Kevin Lewis
Kevin Lewis (University of California San Diego)
Kevin Lewis is an associate professor of sociology at the University of California, San Diego. He received his B.A. in sociology and philosophy (mathematics minor) from UC San Diego and his M.A. and Ph.D. in sociology from Harvard University. His research focuses on the formation and evolution of social networks, the principles of human interaction that produce global network patterns, and the implications of these processes for the genesis and reproduction of inequality. To address these topics, he has analyzed a number of large-scale network datasets—spanning topics such as online dating, Internet activism, and college students' behavior on Facebook—and although his research has relied heavily on online data sources, he is less interested in the Internet per se than in understanding what these “digital footprints” tell us about society and human interaction more broadly. His work has been published in a variety of sociological and interdisciplinary journals, including the American Journal of Sociology, the Proceedings of the National Academy of Sciences, Sociological Science, and Social Networks.

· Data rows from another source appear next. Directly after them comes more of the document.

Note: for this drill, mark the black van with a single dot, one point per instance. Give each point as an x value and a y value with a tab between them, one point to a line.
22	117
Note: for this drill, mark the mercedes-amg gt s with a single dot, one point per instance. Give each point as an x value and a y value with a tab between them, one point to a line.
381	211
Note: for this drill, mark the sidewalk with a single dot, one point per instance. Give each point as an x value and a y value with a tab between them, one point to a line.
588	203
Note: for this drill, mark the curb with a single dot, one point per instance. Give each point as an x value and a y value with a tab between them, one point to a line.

Agency and structure in the genesis of network segregation
Relationship data are generally static; human interactions are not. Because of this discrepancy, it is challenging to distinguish observed patterns in relational data from the underlying processes that generate them. In this paper, I examine the genesis of one such pattern—homogeneity, or interpersonal segregation—using a large dataset of online dating site interactions. Unlike past research on established partnerships, I focus on the first moments of contact between strangers. First, even within this narrow empirical window, I document incipient patterns of segregation by race, income, education, and religion. Second, I disambiguate patterns and in-group preferences and find that inferences about the latter are highly contingent on a variety of (typically unacknowledged) methodological decisions. Third, I provide an integrated portrait of how choices vary among different categories of users in different structural positions and at different moments of interaction—and draw on these results to illustrate the complex interplay of choice and constraint that undergirds mating decisions.